Saturday, October 01, 2005


"If you were suddenly plucked from Earth and carried quickly into space, our planet would appear briefly as a gorgeous blue globe before being lost in a melee of stars. As you sped outward, you'd be able to see the whole of the Milky Way, a starry disk with curling arms, and then the Local Group, the clump of galaxies to which the Milky Way belongs, and then the Virgo supercluster. Stars and distant smudges of galaxies would be everywhere you looked. Passing through a nebula, you might be immersed in clouds of glowing copper gases, where tear-shaped cocoons swaddle embryos of stars. Pulled farther out, you'd see the Universe on a grander and grander scale, until the galaxies arranged themselves in trailing lines.

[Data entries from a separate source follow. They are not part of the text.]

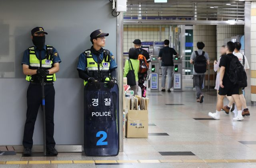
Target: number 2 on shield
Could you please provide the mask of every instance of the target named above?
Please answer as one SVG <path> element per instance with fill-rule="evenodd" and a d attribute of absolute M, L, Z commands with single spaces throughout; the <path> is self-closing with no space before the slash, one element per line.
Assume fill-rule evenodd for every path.
<path fill-rule="evenodd" d="M 106 132 L 103 131 L 99 131 L 96 134 L 96 137 L 100 137 L 100 135 L 103 135 L 102 137 L 99 139 L 99 140 L 97 142 L 97 143 L 96 144 L 96 146 L 100 146 L 100 145 L 108 145 L 108 142 L 103 142 L 104 140 L 105 140 L 108 136 L 107 135 L 107 133 Z"/>

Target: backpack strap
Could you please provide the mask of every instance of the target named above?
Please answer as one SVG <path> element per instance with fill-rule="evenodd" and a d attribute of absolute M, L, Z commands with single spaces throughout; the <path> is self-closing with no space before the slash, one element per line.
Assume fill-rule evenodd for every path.
<path fill-rule="evenodd" d="M 196 53 L 196 55 L 197 56 L 199 56 L 199 55 L 198 54 L 198 52 L 197 52 L 197 51 L 195 51 L 195 53 Z"/>
<path fill-rule="evenodd" d="M 144 53 L 144 51 L 143 51 L 143 49 L 141 49 L 141 52 L 140 52 L 140 54 L 141 54 L 142 55 L 143 55 L 143 53 Z"/>
<path fill-rule="evenodd" d="M 203 51 L 203 52 L 202 53 L 202 54 L 201 55 L 202 56 L 204 56 L 205 53 L 205 52 L 204 51 Z"/>
<path fill-rule="evenodd" d="M 130 70 L 131 68 L 130 67 L 130 63 L 131 64 L 131 66 L 132 67 L 132 70 L 133 70 L 133 67 L 132 67 L 132 62 L 131 61 L 131 60 L 129 59 L 128 59 L 128 61 L 129 62 L 129 69 Z"/>

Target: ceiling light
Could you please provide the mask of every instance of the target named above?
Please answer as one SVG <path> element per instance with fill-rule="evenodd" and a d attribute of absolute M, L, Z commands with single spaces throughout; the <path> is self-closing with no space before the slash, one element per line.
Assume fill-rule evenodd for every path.
<path fill-rule="evenodd" d="M 155 3 L 166 3 L 167 0 L 155 0 Z"/>

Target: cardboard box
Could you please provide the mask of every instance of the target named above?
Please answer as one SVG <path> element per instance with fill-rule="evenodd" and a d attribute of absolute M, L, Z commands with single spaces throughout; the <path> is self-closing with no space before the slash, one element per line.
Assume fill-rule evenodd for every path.
<path fill-rule="evenodd" d="M 148 110 L 126 111 L 126 137 L 127 138 L 148 138 Z"/>
<path fill-rule="evenodd" d="M 123 82 L 124 82 L 124 85 L 126 85 L 127 84 L 127 78 L 124 77 L 124 79 L 123 79 Z"/>

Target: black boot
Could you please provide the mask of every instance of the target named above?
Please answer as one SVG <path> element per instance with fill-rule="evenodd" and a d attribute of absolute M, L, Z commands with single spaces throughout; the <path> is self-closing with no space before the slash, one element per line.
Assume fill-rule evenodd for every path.
<path fill-rule="evenodd" d="M 23 155 L 26 156 L 30 156 L 31 155 L 31 149 L 28 147 L 24 148 Z"/>
<path fill-rule="evenodd" d="M 58 152 L 54 147 L 46 148 L 46 154 L 48 155 L 56 155 L 58 154 Z"/>

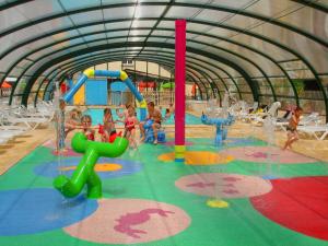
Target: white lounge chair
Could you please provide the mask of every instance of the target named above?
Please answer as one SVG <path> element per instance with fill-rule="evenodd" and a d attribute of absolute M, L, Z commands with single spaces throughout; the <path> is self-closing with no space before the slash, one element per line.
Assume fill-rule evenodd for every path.
<path fill-rule="evenodd" d="M 328 137 L 328 125 L 324 126 L 298 126 L 297 130 L 300 132 L 305 132 L 315 137 L 317 140 L 324 140 Z"/>

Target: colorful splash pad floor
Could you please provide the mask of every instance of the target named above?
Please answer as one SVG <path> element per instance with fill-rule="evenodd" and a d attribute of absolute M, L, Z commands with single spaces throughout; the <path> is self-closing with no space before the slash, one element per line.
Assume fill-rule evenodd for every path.
<path fill-rule="evenodd" d="M 328 245 L 326 163 L 256 139 L 211 142 L 188 139 L 186 164 L 169 141 L 99 159 L 98 200 L 52 188 L 81 155 L 47 142 L 0 176 L 0 245 Z M 229 207 L 207 204 L 220 199 Z"/>

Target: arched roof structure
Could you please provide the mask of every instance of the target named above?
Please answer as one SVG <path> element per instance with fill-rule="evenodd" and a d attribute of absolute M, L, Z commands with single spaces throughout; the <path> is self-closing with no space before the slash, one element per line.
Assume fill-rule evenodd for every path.
<path fill-rule="evenodd" d="M 204 94 L 233 84 L 241 98 L 316 101 L 328 117 L 327 13 L 327 0 L 1 0 L 0 84 L 17 78 L 11 97 L 26 104 L 45 81 L 101 62 L 174 69 L 174 22 L 186 19 L 187 78 Z M 298 79 L 319 92 L 301 95 Z"/>

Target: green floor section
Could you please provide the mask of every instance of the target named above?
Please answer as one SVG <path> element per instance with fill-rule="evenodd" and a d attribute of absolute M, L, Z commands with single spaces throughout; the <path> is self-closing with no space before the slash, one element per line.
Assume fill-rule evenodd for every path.
<path fill-rule="evenodd" d="M 220 150 L 234 145 L 215 148 L 210 139 L 188 139 L 194 145 L 188 151 Z M 266 145 L 254 140 L 255 145 Z M 237 144 L 237 147 L 243 147 Z M 227 173 L 255 176 L 272 176 L 273 178 L 327 176 L 328 165 L 316 162 L 308 164 L 270 165 L 234 160 L 221 165 L 185 165 L 175 162 L 161 162 L 157 156 L 173 152 L 173 147 L 142 144 L 138 151 L 128 150 L 121 160 L 138 160 L 142 169 L 130 175 L 103 179 L 103 195 L 112 198 L 137 198 L 169 203 L 183 209 L 191 219 L 191 224 L 183 232 L 164 239 L 140 243 L 142 246 L 327 246 L 328 242 L 303 235 L 283 227 L 261 215 L 251 206 L 249 198 L 225 199 L 230 203 L 226 209 L 213 209 L 206 206 L 207 197 L 185 192 L 175 186 L 175 181 L 197 173 Z M 34 168 L 50 161 L 58 160 L 51 150 L 37 148 L 24 157 L 8 173 L 0 176 L 0 191 L 13 189 L 52 188 L 52 178 L 37 176 Z M 251 188 L 251 187 L 250 187 Z M 5 199 L 1 196 L 0 199 Z M 1 201 L 0 201 L 1 202 Z M 268 204 L 265 204 L 268 206 Z M 327 204 L 328 206 L 328 204 Z M 1 214 L 4 216 L 4 214 Z M 1 220 L 1 218 L 0 218 Z M 179 223 L 177 221 L 176 223 Z M 9 225 L 9 226 L 17 226 Z M 0 236 L 2 246 L 70 246 L 104 245 L 82 241 L 70 236 L 61 229 L 36 234 Z"/>

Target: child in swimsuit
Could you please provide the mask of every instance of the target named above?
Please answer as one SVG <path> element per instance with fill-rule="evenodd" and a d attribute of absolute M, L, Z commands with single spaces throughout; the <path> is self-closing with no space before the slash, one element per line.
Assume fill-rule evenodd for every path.
<path fill-rule="evenodd" d="M 78 109 L 72 109 L 70 112 L 70 118 L 67 120 L 66 125 L 65 125 L 65 136 L 67 137 L 67 134 L 81 127 L 81 119 L 79 118 L 79 112 Z"/>
<path fill-rule="evenodd" d="M 301 120 L 302 112 L 303 109 L 301 107 L 296 107 L 294 115 L 291 117 L 289 126 L 286 127 L 288 140 L 282 150 L 286 150 L 288 148 L 292 149 L 292 143 L 298 140 L 297 125 Z"/>
<path fill-rule="evenodd" d="M 116 132 L 110 108 L 104 109 L 103 122 L 104 122 L 104 132 L 102 133 L 102 141 L 108 142 L 109 137 Z"/>
<path fill-rule="evenodd" d="M 92 118 L 90 115 L 84 115 L 81 118 L 82 121 L 82 132 L 85 134 L 87 140 L 94 141 L 95 130 L 92 129 Z"/>
<path fill-rule="evenodd" d="M 125 136 L 130 142 L 130 147 L 137 148 L 136 142 L 136 125 L 138 125 L 138 119 L 134 114 L 134 107 L 130 106 L 128 108 L 128 117 L 125 120 L 126 132 Z"/>

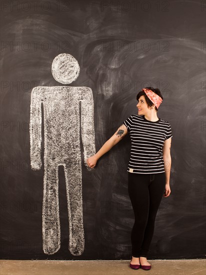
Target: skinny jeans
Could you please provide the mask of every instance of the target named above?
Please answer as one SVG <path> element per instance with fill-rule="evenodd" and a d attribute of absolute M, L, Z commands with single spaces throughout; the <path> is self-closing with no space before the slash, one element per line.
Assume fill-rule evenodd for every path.
<path fill-rule="evenodd" d="M 131 233 L 132 254 L 134 257 L 147 256 L 165 185 L 165 172 L 128 172 L 128 192 L 135 218 Z"/>

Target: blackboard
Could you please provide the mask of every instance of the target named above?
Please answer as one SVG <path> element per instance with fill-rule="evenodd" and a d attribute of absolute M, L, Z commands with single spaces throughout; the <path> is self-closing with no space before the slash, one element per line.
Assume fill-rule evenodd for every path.
<path fill-rule="evenodd" d="M 84 248 L 68 249 L 64 167 L 58 168 L 60 248 L 42 250 L 44 164 L 32 169 L 29 125 L 34 87 L 65 86 L 52 74 L 68 54 L 80 74 L 72 87 L 94 100 L 96 152 L 130 114 L 141 88 L 158 88 L 158 118 L 173 137 L 170 184 L 158 212 L 148 258 L 205 254 L 206 49 L 204 1 L 2 1 L 1 258 L 128 259 L 134 215 L 128 193 L 128 135 L 90 171 L 80 142 Z M 42 160 L 44 154 L 44 106 Z"/>

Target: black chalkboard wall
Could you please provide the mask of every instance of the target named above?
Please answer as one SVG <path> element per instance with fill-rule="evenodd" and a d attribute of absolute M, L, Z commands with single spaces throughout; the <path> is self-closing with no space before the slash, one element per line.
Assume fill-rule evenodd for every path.
<path fill-rule="evenodd" d="M 52 254 L 43 251 L 44 164 L 39 170 L 31 168 L 31 94 L 38 86 L 66 86 L 92 90 L 96 152 L 137 114 L 136 95 L 142 88 L 160 89 L 164 102 L 158 116 L 170 122 L 173 134 L 172 192 L 161 202 L 148 258 L 204 256 L 206 10 L 200 0 L 1 2 L 2 259 L 130 256 L 129 135 L 92 171 L 84 164 L 80 142 L 84 248 L 79 256 L 68 250 L 66 180 L 59 166 L 60 247 Z M 54 59 L 64 53 L 80 67 L 68 85 L 52 73 Z M 43 118 L 42 104 L 42 111 Z M 71 165 L 75 162 L 74 156 Z"/>

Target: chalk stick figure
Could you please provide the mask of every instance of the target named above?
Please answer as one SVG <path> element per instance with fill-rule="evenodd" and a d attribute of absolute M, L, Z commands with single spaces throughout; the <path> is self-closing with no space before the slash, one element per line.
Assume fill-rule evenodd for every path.
<path fill-rule="evenodd" d="M 52 66 L 54 78 L 63 84 L 75 80 L 80 70 L 77 60 L 67 54 L 57 56 Z M 42 165 L 42 103 L 44 132 L 43 250 L 46 254 L 54 254 L 60 246 L 58 166 L 62 165 L 69 222 L 68 249 L 73 255 L 81 255 L 84 250 L 84 235 L 80 132 L 84 163 L 90 170 L 86 160 L 96 154 L 92 90 L 88 87 L 68 86 L 42 86 L 32 89 L 30 134 L 33 170 L 40 170 Z"/>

The stars are where God lives, I thought, on them, between them. Space is not an empty void; it's a vessel filled with dark, divine water, silky to the skin. How wonderful it would be to swim through it, darting among the stars, seeing colored gases and the explosions of supernovas.
If you think life is a circuitous journey, if you're ever tempted to place too much importance on a single day's events, try envisioning your existence on a cosmological scale.
Everywhere (Margaret Geller and James Huchra) looked they found starry bubbles, each one a lighted circle, or a partial circle, surrounding a pool of blackness. They also detected a region where untold unmbers of galaxies were gathered, lighting space in a band that stretched beyond the edges of their maps. This Great Wall, as Geller and Huchra named it, is now known to be a billion light-years long and tens of millions of light years thick.
So once again, we step back from our studies and shake our heads in disbelief. Space is not simply smeared with light, but honeycombed with it, and in places, steeped in it."

From a book I am currently reading, "Year of the Comets" by Jan Deblieu, who also wrote one called "Wind," which the Los Angeles Times called "A stunning view of the Earth."